John Scalzi – Redshirts

Oh boy. Let me say this first before the hordes of Scalzi-enthusiasts come and stone me. I don’t blindly adore John Sclazi. I’ve only read Old Man’s War and while it was a fun and quick read, the characters were so shallow that I can’t say I find Scalzi to be a great writer and the book didn’t leave a whole lot of impression. But there is potential. Here’s the second thing: I’ve never watched Star Trek or any of the movies/TV shows/spin-offs. I have seen an occasional episode so I know enough to recognize a redshirt when I see one.

The reason I picked up the book in the first place was Luke Burrage’s podcast review (there’s spoilers but the review is really great!). And if you don’t want to read what comes now, you might as well listen to Luke’s review. Because I agree with it wholeheartedly.

by John Scalzi

published: Tor, June 2012
ISBN: 1429963603
pages: 320
copy: ebook

my rating: 3,5/10

first sentence: From the top of the large boulder he sat on, Ensign tom Davis looked across the expanse of the cave toward Captain Lucius Abernathy, Science Officer Q’eeng and Chief Engineer Paul West perched on a second, larger boulder, and though, Well, this sucks.

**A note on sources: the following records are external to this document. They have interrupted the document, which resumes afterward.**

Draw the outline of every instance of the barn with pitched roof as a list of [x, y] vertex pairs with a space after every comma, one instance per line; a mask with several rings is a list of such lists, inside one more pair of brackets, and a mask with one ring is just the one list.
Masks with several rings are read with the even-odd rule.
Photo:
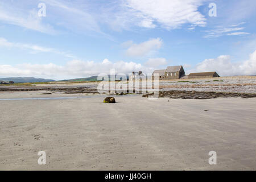
[[172, 66], [168, 67], [166, 69], [155, 70], [152, 77], [154, 74], [159, 75], [159, 80], [179, 79], [185, 75], [185, 71], [183, 66]]
[[191, 73], [188, 75], [188, 78], [213, 78], [219, 77], [220, 75], [216, 72]]

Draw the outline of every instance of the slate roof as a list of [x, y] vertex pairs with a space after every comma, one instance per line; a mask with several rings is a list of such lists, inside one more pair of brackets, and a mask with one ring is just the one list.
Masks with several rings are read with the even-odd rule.
[[174, 67], [168, 67], [166, 68], [166, 72], [167, 73], [174, 73], [179, 72], [180, 69], [181, 69], [182, 66], [174, 66]]
[[155, 70], [154, 71], [154, 72], [153, 72], [153, 74], [152, 75], [154, 76], [154, 74], [158, 73], [159, 75], [159, 76], [164, 76], [165, 72], [166, 72], [166, 70], [165, 69]]
[[188, 76], [213, 76], [213, 75], [214, 75], [215, 73], [216, 72], [212, 72], [191, 73], [189, 75], [188, 75]]

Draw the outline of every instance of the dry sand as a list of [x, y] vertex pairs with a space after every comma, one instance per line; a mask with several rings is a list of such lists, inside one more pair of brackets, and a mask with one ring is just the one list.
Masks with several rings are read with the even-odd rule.
[[[45, 92], [0, 98], [85, 96]], [[256, 169], [256, 98], [104, 98], [0, 100], [0, 169]]]

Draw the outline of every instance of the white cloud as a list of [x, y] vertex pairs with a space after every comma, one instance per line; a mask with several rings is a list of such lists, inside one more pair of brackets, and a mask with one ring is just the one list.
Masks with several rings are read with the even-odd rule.
[[240, 25], [243, 24], [245, 23], [245, 22], [241, 22], [241, 23], [239, 23], [232, 24], [231, 26], [232, 27], [237, 27], [237, 26], [239, 26]]
[[42, 23], [35, 9], [24, 11], [17, 5], [18, 2], [0, 2], [0, 21], [43, 33], [56, 33], [52, 26]]
[[237, 32], [228, 34], [227, 35], [250, 35], [250, 33], [245, 32]]
[[166, 28], [174, 29], [185, 23], [205, 26], [206, 19], [198, 10], [205, 1], [127, 0], [125, 6], [138, 18], [138, 25], [141, 27], [152, 28], [159, 24]]
[[[243, 34], [240, 34], [240, 32], [234, 32], [237, 31], [241, 31], [245, 29], [245, 27], [228, 27], [228, 28], [217, 28], [213, 30], [207, 30], [205, 32], [208, 34], [204, 38], [218, 38], [223, 35], [247, 35], [247, 32], [243, 32]], [[241, 33], [241, 32], [240, 32]], [[246, 34], [245, 34], [246, 33]]]
[[134, 44], [132, 42], [127, 42], [122, 44], [128, 46], [126, 53], [127, 56], [141, 57], [149, 56], [160, 49], [163, 41], [160, 38], [152, 39], [140, 44]]
[[150, 58], [146, 62], [145, 65], [151, 68], [157, 68], [167, 64], [167, 61], [164, 58]]
[[216, 59], [205, 59], [199, 63], [188, 73], [216, 71], [220, 76], [256, 75], [256, 51], [249, 59], [233, 63], [229, 55], [220, 56]]
[[119, 61], [112, 63], [106, 59], [101, 63], [74, 60], [67, 62], [64, 65], [57, 65], [53, 63], [25, 63], [14, 66], [0, 64], [0, 77], [32, 76], [63, 80], [86, 77], [99, 73], [109, 74], [110, 69], [115, 69], [117, 73], [126, 74], [133, 71], [142, 71], [144, 73], [152, 73], [153, 71], [152, 68], [134, 62]]
[[0, 37], [0, 46], [8, 48], [17, 48], [32, 51], [31, 53], [37, 52], [51, 52], [61, 55], [67, 57], [74, 58], [75, 56], [65, 52], [59, 51], [52, 48], [42, 47], [37, 45], [24, 44], [20, 43], [10, 42], [5, 38]]

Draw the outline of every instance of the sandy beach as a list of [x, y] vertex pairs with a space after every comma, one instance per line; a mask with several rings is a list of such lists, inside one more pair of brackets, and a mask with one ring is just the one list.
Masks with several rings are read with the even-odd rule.
[[[256, 169], [255, 98], [131, 95], [113, 104], [46, 92], [1, 93], [1, 170]], [[63, 97], [71, 98], [56, 99]], [[46, 165], [38, 164], [39, 151]]]

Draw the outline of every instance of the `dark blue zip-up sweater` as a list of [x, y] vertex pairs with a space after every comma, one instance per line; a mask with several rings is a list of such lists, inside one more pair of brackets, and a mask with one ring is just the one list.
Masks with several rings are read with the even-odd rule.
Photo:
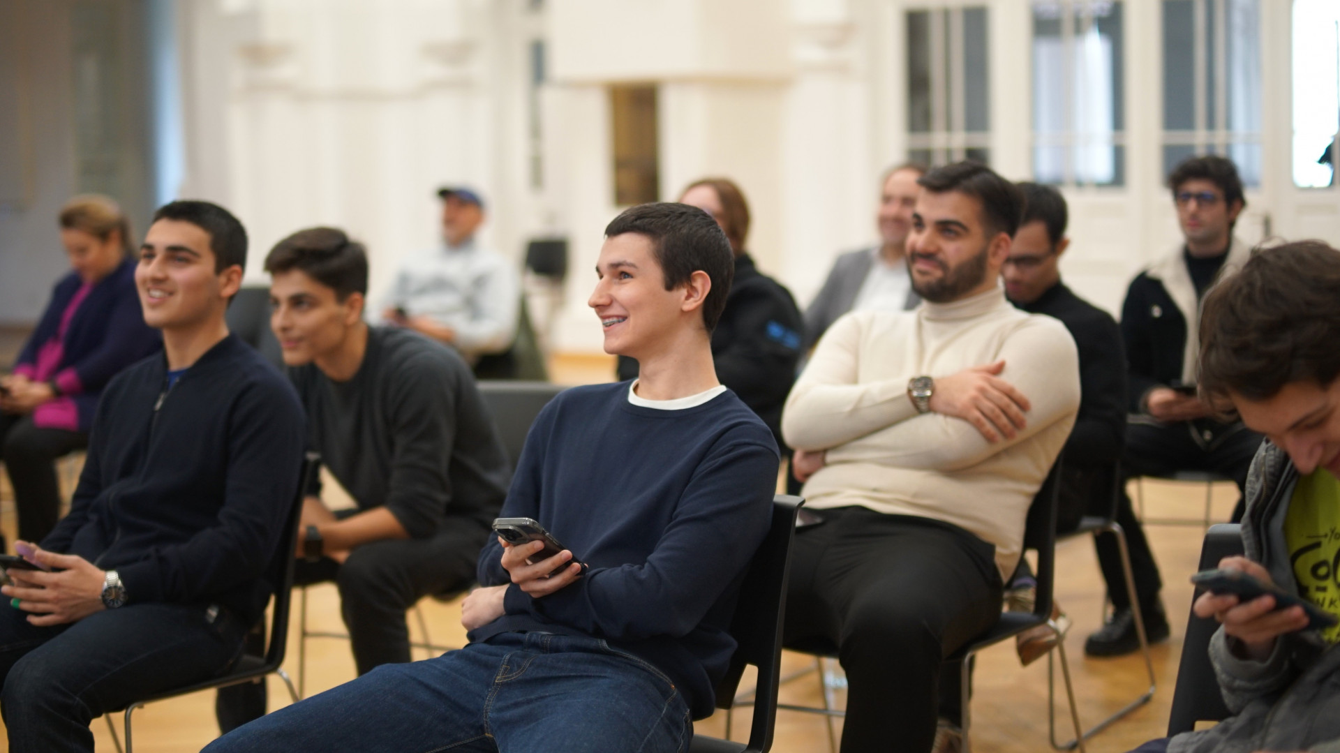
[[[162, 354], [103, 391], [74, 504], [42, 541], [115, 569], [129, 604], [213, 603], [247, 624], [297, 493], [303, 407], [229, 335], [166, 389]], [[155, 407], [157, 406], [157, 407]]]
[[[683, 410], [631, 405], [627, 382], [563, 391], [531, 427], [501, 516], [537, 520], [590, 569], [540, 599], [509, 587], [507, 614], [470, 639], [603, 638], [669, 675], [694, 718], [712, 714], [777, 462], [772, 433], [730, 391]], [[490, 537], [481, 584], [509, 583], [501, 556]]]

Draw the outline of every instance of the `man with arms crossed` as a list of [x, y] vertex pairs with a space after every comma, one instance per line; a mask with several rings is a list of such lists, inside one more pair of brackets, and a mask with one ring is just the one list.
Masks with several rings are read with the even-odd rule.
[[838, 646], [844, 753], [930, 750], [942, 658], [1000, 618], [1080, 401], [1065, 327], [1001, 289], [1018, 189], [970, 162], [919, 182], [907, 255], [925, 303], [840, 319], [783, 414], [824, 519], [797, 531], [785, 635]]
[[[1199, 389], [1266, 437], [1248, 476], [1242, 571], [1340, 616], [1340, 252], [1320, 241], [1257, 252], [1205, 299]], [[1183, 586], [1185, 587], [1185, 586]], [[1302, 607], [1203, 594], [1222, 624], [1210, 661], [1230, 717], [1142, 752], [1340, 750], [1340, 626]]]
[[732, 275], [713, 218], [645, 204], [606, 238], [590, 305], [606, 352], [636, 358], [641, 376], [545, 406], [501, 513], [570, 549], [532, 564], [540, 543], [492, 539], [462, 607], [465, 648], [378, 667], [210, 752], [687, 748], [734, 650], [777, 448], [712, 363]]
[[[9, 749], [94, 749], [88, 722], [225, 671], [264, 615], [264, 572], [303, 461], [292, 386], [228, 334], [247, 233], [220, 206], [154, 213], [135, 267], [163, 354], [103, 393], [70, 515], [0, 588]], [[58, 553], [59, 552], [59, 553]]]
[[[409, 662], [405, 611], [473, 581], [511, 461], [461, 356], [363, 322], [362, 244], [335, 228], [299, 230], [275, 245], [265, 271], [308, 443], [358, 504], [336, 517], [308, 490], [296, 580], [339, 587], [358, 674]], [[265, 686], [224, 689], [220, 701], [228, 732], [265, 713]]]
[[879, 194], [880, 244], [843, 253], [805, 308], [805, 348], [848, 311], [904, 311], [921, 299], [911, 289], [903, 247], [913, 226], [913, 205], [921, 188], [919, 165], [899, 165], [884, 173]]

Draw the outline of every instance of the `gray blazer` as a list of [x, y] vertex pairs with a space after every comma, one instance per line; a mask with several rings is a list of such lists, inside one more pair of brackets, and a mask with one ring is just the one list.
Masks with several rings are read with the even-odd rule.
[[[848, 251], [833, 261], [824, 287], [819, 288], [819, 295], [805, 308], [805, 348], [812, 348], [839, 316], [851, 311], [856, 293], [874, 265], [875, 248]], [[907, 291], [903, 310], [915, 308], [918, 303], [921, 296]]]

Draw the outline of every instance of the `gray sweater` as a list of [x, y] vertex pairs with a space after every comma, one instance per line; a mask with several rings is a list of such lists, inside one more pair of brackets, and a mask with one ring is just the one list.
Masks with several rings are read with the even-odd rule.
[[[1242, 547], [1270, 579], [1297, 595], [1298, 584], [1284, 541], [1284, 519], [1298, 472], [1289, 456], [1261, 443], [1248, 474]], [[1237, 715], [1217, 726], [1172, 738], [1168, 753], [1252, 753], [1312, 750], [1340, 753], [1340, 651], [1317, 631], [1281, 636], [1265, 662], [1233, 655], [1223, 628], [1210, 639], [1210, 661], [1223, 702]]]
[[312, 449], [360, 509], [385, 505], [414, 539], [433, 536], [449, 516], [481, 531], [492, 524], [507, 496], [507, 450], [456, 351], [409, 330], [368, 327], [348, 382], [315, 364], [288, 374]]

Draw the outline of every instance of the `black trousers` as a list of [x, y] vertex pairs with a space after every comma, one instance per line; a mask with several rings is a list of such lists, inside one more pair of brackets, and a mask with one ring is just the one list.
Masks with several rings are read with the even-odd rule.
[[[316, 563], [300, 560], [293, 580], [297, 586], [335, 581], [340, 616], [348, 630], [354, 663], [362, 675], [381, 665], [410, 661], [405, 612], [430, 594], [469, 587], [474, 581], [474, 563], [488, 536], [489, 529], [484, 524], [453, 517], [431, 539], [371, 541], [355, 548], [344, 564], [328, 557]], [[297, 619], [296, 615], [293, 619]], [[263, 635], [259, 643], [264, 644]], [[249, 650], [255, 651], [255, 639]], [[226, 733], [260, 718], [265, 714], [265, 705], [264, 682], [225, 687], [218, 691], [214, 703], [218, 726]]]
[[[824, 523], [797, 529], [792, 545], [784, 640], [838, 648], [848, 683], [843, 753], [926, 753], [945, 658], [1000, 619], [996, 547], [922, 517], [816, 512]], [[951, 714], [957, 678], [946, 673]]]
[[[1126, 425], [1126, 453], [1122, 458], [1127, 478], [1136, 476], [1166, 476], [1178, 470], [1210, 470], [1233, 478], [1241, 493], [1248, 482], [1248, 469], [1252, 457], [1261, 446], [1261, 434], [1252, 431], [1242, 422], [1218, 423], [1214, 421], [1191, 421], [1182, 423], [1158, 423], [1146, 417], [1132, 419]], [[1234, 520], [1242, 517], [1242, 501], [1233, 513]], [[1163, 587], [1159, 565], [1154, 552], [1144, 539], [1144, 529], [1135, 519], [1131, 497], [1122, 485], [1116, 506], [1116, 523], [1126, 532], [1126, 544], [1131, 551], [1131, 575], [1135, 579], [1135, 592], [1140, 604], [1151, 604]], [[1095, 540], [1097, 561], [1107, 581], [1107, 595], [1118, 610], [1130, 607], [1126, 592], [1126, 577], [1122, 575], [1122, 553], [1116, 547], [1116, 536], [1104, 533]]]
[[32, 414], [0, 413], [0, 460], [13, 486], [19, 539], [42, 541], [60, 517], [56, 460], [88, 446], [88, 434], [34, 426]]

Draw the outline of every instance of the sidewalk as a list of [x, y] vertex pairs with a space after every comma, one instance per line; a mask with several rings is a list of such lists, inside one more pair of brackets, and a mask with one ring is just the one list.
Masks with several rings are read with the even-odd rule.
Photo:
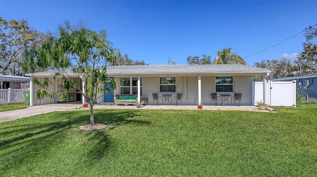
[[[63, 111], [67, 109], [74, 109], [81, 106], [80, 102], [59, 103], [40, 106], [35, 106], [28, 107], [26, 109], [10, 110], [5, 112], [0, 112], [0, 122], [14, 120], [23, 117], [38, 115], [51, 112]], [[197, 106], [178, 106], [175, 105], [147, 105], [141, 106], [137, 108], [133, 106], [115, 106], [114, 105], [95, 105], [94, 108], [104, 108], [110, 109], [197, 109]], [[258, 110], [258, 107], [255, 106], [204, 106], [203, 109], [206, 110]]]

Ensign Andrew Dahl has just been assigned to the Universal Union Capital Ship Intrepid, flagship of the Universal Union since the year 2456. It’s a prestige posting, and Andrew is thrilled all the more to be assigned to the ship’s Xenobiology laboratory. Life couldn’t be better… until Andrew begins to pick up on the fact that (1) every Away Mission involves some kind of lethal confrontation with alien forces, (2) the ship’s captain, its chief science officer, and the handsome Lieutenant Kerensky always survive these confrontations, and (3) at least one low-ranked crew member is, sadly, always killed. Not surprisingly, a great deal of energy below decks is expended on avoiding, at all costs, being assigned to an Away Mission. Then Andrew stumbles on information that completely transforms his and his colleagues’ understanding of what the starship Intrepid really is… and offers them a crazy, high-risk chance to save their own lives.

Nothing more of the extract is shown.